Extinct bird’s droppings yields details of pre-human New ZealandJanuary 13th, 2009 - 1:05 pm ICT by IANS
Sydney, Jan 13 (IANS) Droppings of a giant extinct bird, buried beneath cave floors and rock shelters for millennia, have yielded a mine of information about pre-human New Zealand. Ancient DNA and palaeontology researchers from Universities of Adelaide, Otago and the New Zealand department of conservation came forward with their analyses of plant seeds, leaf fragments and DNA from the dried faeces (coprolites) to start building the first detailed picture of an ecosystem dominated by giant extinct species.

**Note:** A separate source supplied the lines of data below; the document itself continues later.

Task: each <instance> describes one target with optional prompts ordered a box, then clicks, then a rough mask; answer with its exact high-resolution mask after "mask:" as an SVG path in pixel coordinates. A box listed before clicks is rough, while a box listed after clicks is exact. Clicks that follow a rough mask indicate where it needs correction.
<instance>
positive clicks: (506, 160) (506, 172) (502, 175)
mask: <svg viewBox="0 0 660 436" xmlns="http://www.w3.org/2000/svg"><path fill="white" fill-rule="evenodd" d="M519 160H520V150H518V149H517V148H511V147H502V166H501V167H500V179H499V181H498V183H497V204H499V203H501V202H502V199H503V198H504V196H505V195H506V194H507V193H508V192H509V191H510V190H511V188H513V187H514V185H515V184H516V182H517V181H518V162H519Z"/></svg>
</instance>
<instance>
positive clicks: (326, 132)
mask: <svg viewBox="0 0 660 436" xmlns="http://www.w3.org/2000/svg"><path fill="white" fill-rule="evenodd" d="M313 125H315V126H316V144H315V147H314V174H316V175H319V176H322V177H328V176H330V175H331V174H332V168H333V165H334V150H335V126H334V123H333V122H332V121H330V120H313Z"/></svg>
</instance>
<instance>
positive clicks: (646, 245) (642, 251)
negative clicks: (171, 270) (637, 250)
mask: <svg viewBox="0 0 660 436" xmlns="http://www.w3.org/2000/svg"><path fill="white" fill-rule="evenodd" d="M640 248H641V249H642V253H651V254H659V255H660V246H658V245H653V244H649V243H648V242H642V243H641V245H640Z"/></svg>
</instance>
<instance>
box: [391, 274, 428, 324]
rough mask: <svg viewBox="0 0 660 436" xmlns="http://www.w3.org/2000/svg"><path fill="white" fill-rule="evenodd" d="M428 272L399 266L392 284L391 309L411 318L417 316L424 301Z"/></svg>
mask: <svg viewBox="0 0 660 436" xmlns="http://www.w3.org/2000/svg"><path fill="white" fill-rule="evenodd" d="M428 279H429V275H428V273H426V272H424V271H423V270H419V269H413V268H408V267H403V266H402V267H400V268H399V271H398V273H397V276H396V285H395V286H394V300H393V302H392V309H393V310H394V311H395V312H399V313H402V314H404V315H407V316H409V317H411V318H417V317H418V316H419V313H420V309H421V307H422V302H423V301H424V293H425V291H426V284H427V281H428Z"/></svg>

Former PhD student Jamie Wood, from University of Otago, discovered more than 1,500 coprolites in remote areas across southern New Zealand, primarily from species of the extinct giant moa, which weighed upto 250 kilos and three metres in height. Some of the faeces recovered were up to 15 cm in length.
“Surprisingly for such large birds, over half the plants we detected in the faeces were under 30 centimetres in height,” said Wood. “This suggests that some moa grazed on tiny herbs, in contrast to the current view of them as mainly shrub and tree browsers.”
“We also found many plant species that are currently threatened or rare, suggesting that the extinction of the moa has impacted their ability to reproduce or disperse,” he added.
“New Zealand offers a unique chance to reconstruct how a ‘megafaunal ecosystem’ functioned,” said Alan Cooper, director of the Australian Centre for Ancient DNA, which performed the DNA typing.
“You can’t do this elsewhere in the world because the giant species became extinct too long ago, so you don’t get such a diverse record of species and habitats.”
“Critically, the interactions between animals and plants we see in the poo provides key information about the origins and background to our current environment, and predicting how it will respond to future climate change and extinctions,” he added.
The team’s findings have recently been published in Quaternary Science Reviews, an international geological research journal.